Development, Learning and Curriculum
I recently attended a meeting in Cambridge, Massachusetts, organized by Critical Exploration Press, that brought together educators with a shared interest in Piagetian research and introducing Piagetian ideas and principles about growth and development into formal teaching-learning settings. The majority of attendees were alumni of the course Teaching and Learning taught by Eleanor Duckworth at Harvard University. Duckworth is herself a former student, translator and colleague of Piaget. Attendees included Eleanor Duckworth; a professor of mathematics from Brazil; several teacher educators from Boston and the greater Boston area; a museum educator; a educational researcher and author who travelled from Rome, Italy; two consultants in governance and leadership and came from as far away as South Africa; and a teacher educator from south Korea, currently a visiting scholar sponsored by Yale University.
In the morning session a classroom researcher shared her work with 8th grade students. Following that session, myself and two colleagues found ourselves discussing the dilemma below presented by one of the meeting attendees:
“As a teacher, how do I ensure that the materials and curriculum I plan will truly allow for free exploration on the learners’ part? How do I prevent the goals I see in a particular subject matter from seeping into the lesson and dictating the pathway of the learning?”
One person in the group posed the question, “Can exploration be free?” This first blog posting was inspired by our ensuing discussion.
As educators who have studied Jean Piaget’s research into the origins of knowledge in children, we understand that children are active participants in constructing their knowledge and understanding of the world. We recognize that what children “know,” their conceptions of the world, originate in children’s actions on objects. For the very young child, these objects are limited to the concrete and physical objects in the child’s immediate environment. For the older child, objects include the ideas and observations expressed by other children.
In their exploration of objects, children can take in and grasp (assimilate) only those aspects of the object for which they have constructed an assimilatory scheme. Aspects of the object for which children have not yet constructed an assimilatory scheme go “unnoticed.” The good thing is that children’s ongoing efforts to grasp the object extends and modifies their existing assimilatory schemes. Modifications and adaptations allow the child to grasp and take in more of the object. In this way, learning results from what learners do as children’s internal knowledge structures (conceptions) are shaped by the child’s actions on the outside world. What children come to know and understand of the world (children’s conceptions of reality) reflect both children’s assimilatory structures and the nature of the external world.
Piaget’s observations and research findings about the origins and development of children’s knowledge of objects, and the essential role of children’s self-directed actions on what children come to know as their “reality,” speak to the primacy of experience in fostering authentic or genuine learning and development in all social settings regardless of who the learners are, adults or children.

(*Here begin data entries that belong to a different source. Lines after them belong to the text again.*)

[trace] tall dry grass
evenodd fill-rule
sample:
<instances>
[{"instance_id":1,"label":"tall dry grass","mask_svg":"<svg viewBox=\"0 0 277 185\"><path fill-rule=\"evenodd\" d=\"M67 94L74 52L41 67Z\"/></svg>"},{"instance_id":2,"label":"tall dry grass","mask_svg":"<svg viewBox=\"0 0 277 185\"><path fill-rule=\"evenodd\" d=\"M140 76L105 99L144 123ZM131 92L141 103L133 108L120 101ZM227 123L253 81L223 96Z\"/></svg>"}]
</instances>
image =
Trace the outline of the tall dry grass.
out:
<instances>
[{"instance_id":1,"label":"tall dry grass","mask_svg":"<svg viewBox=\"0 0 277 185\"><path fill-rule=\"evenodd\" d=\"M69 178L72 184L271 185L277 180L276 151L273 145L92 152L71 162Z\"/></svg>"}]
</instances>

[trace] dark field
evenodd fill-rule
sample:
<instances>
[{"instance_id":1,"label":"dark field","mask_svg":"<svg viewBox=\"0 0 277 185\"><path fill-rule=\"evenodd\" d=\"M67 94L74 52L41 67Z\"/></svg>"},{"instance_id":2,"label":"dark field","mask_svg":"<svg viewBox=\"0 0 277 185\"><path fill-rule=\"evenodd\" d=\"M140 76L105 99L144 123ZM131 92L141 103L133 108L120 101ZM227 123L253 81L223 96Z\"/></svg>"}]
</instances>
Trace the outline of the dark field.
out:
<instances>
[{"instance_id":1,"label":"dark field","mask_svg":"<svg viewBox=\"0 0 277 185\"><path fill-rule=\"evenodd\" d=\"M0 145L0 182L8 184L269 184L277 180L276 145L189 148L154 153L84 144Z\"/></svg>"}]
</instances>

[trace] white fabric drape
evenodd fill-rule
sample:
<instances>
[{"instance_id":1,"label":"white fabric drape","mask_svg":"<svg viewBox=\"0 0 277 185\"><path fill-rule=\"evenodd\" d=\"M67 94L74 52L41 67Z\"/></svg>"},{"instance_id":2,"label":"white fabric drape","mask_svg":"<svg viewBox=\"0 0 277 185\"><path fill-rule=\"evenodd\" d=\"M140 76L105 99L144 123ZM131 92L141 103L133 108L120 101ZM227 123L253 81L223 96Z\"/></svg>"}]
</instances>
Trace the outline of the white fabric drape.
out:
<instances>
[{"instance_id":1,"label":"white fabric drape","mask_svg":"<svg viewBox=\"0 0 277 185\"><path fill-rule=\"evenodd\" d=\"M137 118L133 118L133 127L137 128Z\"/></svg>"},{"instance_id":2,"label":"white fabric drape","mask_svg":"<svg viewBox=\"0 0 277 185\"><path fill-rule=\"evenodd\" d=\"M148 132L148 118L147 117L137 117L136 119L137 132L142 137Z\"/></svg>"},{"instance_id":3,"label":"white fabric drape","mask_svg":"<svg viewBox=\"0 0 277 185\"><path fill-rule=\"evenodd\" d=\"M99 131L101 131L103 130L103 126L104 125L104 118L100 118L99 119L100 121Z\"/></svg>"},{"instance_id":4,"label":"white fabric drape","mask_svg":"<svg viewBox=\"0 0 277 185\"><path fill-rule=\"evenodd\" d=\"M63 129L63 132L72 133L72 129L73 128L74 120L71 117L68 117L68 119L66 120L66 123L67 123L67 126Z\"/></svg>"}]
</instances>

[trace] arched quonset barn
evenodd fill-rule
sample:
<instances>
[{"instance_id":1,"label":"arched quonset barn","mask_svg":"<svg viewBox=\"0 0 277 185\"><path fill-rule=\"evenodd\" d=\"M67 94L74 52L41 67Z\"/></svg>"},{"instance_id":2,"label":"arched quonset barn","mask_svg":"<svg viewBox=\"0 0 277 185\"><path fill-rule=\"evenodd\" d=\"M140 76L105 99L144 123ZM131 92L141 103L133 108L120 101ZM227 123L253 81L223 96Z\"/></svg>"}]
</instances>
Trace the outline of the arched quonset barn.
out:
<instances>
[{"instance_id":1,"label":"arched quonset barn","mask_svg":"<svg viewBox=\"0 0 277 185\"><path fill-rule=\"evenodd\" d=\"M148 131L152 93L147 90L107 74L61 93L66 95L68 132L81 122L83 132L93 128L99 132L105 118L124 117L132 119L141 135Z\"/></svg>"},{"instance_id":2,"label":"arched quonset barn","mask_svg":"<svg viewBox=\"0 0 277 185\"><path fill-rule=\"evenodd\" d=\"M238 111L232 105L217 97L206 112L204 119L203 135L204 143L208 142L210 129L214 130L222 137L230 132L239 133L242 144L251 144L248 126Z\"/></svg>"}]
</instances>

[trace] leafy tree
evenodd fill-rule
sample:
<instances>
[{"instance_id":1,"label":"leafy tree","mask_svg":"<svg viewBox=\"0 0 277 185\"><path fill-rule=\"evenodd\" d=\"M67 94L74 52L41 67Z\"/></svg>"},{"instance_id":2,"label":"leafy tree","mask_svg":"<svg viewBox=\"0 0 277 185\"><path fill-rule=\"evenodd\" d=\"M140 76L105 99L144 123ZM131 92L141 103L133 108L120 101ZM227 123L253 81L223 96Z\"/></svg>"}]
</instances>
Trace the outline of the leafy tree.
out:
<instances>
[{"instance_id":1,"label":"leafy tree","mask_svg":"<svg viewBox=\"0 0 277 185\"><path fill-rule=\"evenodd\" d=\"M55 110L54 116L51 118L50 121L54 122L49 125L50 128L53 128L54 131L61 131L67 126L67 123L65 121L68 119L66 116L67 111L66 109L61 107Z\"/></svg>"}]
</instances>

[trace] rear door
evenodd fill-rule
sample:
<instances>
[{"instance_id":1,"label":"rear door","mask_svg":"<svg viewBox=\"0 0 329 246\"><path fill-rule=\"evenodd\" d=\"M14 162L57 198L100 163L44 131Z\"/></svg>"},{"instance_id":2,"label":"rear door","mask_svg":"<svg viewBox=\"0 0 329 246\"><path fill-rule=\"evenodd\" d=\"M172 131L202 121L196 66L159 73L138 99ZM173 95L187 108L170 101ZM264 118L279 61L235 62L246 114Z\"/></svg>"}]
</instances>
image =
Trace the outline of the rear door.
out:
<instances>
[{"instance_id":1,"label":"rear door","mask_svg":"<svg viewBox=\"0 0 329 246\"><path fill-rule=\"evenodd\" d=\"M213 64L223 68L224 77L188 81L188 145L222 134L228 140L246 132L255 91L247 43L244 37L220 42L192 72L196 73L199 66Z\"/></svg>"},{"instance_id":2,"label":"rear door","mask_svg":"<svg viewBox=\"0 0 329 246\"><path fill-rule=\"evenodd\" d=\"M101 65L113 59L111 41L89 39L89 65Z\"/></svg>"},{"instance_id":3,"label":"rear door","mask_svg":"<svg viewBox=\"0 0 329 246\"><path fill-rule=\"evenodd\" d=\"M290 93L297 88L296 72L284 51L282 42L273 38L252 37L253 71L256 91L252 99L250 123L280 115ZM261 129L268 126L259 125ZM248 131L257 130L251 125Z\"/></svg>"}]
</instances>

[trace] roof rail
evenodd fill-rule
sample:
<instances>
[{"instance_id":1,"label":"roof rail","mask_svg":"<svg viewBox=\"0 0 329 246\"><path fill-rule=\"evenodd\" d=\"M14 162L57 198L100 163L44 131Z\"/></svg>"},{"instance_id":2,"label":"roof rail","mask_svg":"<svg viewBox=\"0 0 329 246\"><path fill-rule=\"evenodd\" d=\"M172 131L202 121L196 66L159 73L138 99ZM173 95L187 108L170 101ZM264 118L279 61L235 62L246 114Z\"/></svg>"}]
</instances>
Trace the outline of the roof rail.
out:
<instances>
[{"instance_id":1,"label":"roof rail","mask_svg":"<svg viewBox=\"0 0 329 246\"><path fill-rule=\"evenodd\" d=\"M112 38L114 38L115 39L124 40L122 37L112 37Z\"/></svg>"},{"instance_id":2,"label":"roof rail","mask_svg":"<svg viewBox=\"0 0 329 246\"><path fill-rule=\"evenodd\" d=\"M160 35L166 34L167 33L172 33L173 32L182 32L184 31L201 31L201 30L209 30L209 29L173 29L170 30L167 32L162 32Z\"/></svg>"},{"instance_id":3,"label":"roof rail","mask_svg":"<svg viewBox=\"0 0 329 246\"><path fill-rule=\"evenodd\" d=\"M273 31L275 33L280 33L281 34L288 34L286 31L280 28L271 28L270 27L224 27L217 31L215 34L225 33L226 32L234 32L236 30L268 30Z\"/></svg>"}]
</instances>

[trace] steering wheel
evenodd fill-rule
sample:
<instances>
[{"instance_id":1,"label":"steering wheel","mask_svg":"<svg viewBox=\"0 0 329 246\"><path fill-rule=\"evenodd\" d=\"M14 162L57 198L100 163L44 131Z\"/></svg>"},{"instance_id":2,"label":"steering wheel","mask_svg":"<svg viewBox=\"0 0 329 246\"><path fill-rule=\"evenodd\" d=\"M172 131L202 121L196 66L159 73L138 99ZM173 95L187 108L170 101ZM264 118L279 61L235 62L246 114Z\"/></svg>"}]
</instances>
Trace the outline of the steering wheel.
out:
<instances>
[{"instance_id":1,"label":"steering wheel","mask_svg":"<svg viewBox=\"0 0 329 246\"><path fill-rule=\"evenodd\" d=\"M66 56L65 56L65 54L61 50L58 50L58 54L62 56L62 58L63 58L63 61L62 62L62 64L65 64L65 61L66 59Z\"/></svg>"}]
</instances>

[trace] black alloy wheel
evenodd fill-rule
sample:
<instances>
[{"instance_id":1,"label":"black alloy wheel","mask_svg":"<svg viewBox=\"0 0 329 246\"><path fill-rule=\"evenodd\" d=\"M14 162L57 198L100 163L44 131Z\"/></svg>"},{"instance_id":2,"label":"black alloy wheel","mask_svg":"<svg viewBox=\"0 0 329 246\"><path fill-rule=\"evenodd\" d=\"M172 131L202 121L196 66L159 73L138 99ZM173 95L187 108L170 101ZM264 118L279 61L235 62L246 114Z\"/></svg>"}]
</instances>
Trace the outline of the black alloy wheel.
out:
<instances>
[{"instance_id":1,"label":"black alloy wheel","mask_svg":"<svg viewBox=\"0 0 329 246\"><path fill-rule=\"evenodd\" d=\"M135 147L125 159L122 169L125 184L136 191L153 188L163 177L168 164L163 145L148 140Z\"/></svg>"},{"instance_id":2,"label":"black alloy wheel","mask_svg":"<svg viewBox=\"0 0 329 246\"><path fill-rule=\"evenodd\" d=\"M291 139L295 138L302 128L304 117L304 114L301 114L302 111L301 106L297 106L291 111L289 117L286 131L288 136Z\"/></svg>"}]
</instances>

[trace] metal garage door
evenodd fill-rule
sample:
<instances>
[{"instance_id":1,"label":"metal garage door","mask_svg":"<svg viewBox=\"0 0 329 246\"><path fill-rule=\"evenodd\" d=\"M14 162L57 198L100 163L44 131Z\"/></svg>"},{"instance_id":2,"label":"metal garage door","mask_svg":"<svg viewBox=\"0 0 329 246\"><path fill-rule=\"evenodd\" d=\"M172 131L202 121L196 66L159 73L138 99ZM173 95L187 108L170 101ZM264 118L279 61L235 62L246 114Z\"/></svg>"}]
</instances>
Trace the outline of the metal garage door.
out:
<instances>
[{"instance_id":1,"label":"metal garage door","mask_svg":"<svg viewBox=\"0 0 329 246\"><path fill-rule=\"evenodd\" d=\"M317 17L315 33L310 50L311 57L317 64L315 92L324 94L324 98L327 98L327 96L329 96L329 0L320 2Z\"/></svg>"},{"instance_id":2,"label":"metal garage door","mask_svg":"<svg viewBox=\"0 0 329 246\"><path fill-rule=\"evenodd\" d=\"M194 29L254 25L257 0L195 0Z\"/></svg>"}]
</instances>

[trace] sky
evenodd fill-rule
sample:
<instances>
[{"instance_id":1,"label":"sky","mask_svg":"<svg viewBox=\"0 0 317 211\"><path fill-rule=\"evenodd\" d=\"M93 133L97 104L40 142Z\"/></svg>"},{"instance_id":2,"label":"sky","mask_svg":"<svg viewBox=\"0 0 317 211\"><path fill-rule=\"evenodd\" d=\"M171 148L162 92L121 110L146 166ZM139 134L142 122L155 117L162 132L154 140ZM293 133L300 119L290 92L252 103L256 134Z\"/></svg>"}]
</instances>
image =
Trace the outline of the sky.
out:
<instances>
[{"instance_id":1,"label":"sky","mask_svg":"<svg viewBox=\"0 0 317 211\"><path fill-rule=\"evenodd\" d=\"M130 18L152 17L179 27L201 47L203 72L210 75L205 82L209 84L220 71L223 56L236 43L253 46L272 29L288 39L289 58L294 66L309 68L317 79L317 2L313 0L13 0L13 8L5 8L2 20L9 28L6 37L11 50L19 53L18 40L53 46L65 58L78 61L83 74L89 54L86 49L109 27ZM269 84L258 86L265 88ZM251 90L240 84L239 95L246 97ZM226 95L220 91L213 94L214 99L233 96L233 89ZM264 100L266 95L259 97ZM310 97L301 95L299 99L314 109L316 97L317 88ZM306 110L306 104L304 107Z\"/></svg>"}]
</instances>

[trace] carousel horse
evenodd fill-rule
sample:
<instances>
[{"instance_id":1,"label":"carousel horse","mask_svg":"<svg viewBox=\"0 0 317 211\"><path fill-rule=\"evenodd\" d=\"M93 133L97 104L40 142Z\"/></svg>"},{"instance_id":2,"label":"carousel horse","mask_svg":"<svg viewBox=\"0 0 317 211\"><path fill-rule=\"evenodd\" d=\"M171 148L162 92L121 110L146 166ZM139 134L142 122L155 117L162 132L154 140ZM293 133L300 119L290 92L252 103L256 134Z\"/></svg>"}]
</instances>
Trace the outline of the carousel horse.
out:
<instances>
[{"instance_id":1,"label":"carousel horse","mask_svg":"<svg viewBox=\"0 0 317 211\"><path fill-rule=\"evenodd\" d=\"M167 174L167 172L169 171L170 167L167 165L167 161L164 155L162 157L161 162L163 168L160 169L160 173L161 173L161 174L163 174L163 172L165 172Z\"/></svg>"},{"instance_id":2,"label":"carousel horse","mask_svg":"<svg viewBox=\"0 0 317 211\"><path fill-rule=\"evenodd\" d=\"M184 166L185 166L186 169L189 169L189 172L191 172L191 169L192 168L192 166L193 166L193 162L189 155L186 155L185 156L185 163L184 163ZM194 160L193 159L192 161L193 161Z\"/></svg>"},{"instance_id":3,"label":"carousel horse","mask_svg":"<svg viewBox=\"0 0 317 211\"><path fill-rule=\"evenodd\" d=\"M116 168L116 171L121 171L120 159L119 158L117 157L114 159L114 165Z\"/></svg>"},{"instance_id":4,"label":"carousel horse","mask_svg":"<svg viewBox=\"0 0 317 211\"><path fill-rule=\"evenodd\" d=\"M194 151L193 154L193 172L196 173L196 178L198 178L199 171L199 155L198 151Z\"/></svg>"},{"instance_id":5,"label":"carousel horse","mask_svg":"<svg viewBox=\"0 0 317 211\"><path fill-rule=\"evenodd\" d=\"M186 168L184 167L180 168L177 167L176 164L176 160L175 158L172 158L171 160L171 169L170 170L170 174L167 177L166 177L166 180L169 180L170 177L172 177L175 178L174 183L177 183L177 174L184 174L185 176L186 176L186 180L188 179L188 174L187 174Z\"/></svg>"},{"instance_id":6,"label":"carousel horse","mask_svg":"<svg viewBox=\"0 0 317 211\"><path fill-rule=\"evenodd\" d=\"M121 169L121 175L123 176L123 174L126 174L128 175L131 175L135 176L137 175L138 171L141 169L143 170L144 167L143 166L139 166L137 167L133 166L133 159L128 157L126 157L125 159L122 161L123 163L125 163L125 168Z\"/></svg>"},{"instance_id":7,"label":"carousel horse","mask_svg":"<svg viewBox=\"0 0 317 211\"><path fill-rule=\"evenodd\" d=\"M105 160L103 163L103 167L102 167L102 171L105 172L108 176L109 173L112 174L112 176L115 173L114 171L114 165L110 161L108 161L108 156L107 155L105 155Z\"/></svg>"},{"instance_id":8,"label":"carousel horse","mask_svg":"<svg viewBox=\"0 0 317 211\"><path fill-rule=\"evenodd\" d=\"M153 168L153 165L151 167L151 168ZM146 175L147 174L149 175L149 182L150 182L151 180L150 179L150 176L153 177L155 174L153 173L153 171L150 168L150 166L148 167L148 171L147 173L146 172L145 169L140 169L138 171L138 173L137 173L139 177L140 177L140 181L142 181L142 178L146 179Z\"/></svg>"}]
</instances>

Development, Teaching, Learning, Curriculum:
From a cognitive perspective, the terms development and learning refer to any transition or modification of an existing assimilatory scheme to accommodate a new experience. For the very young child, and the development and learning that happens in informal, natural settings, modifications of existing assimilatory schemes result from children’s self-directed exploration of objects in the environment. All learning, including children’s self-directed learning is subject to the environment and children’s interactions with that environment. The natural setting is the teacher in the sense that it presents the child with materials for exploration and transformation.
In the formal environment of the classroom setting, where there is both a teacher and certain ideas that a teacher must teach, and which learners must come to know, one role for a so-informed teacher is to create an environment that stimulates learners’ exploration of materials. This requires that the teacher is sufficiently knowledgeable of the content such that s/he can select objects that stimulate exploration and contain within them concepts to be understood.
Inviting different learners to say what they are seeing, noticing, questioning and thinking keeps learners focused on exploring different aspects of the object and by sharing what each learner is noticing provides more handles or points of access for other learners to grasp the objects. While what each learner comes to know and understand results from internal construction and coordination of actions and observations of the objects under exploration, the resulting assimilatory scheme is shaped by both the observations of the group and mediated the external reality.
The challenge for teachers who aim to teach in this way is to bring to learners objects which contain within them the concepts to be known and to choose objects that are within learners’ reach, which they can grasp and assimilate. Selecting such objects requires that teachers are deeply familiar with both the subject matter itself and the nature of learners’ assimilatory schemes for taking in the subject matter.
As Eleanor Duckworth, former student, translator and colleague of Piaget observed when working with children in schools as a researcher with the Elementary Science Study [ESS], to the extent that she interacted with the children to understand what they were seeing, noticing, and wondering about materials presented, (rather than telling them what they should be seeing and thinking) the more she learned about the children’s understanding and the children’s understanding of the materials under their exploration developed “in the very process.” In this way, the activities of researching, teaching and learning are in dialectic relationship.
Curriculum (the activities in which learners engage and questions that learners pursue) is not pre-determined but instead emerges from the teacher’s active assessment of what students know and understand.
In another post I will consider Dewey’s concept of the child and the curriculum.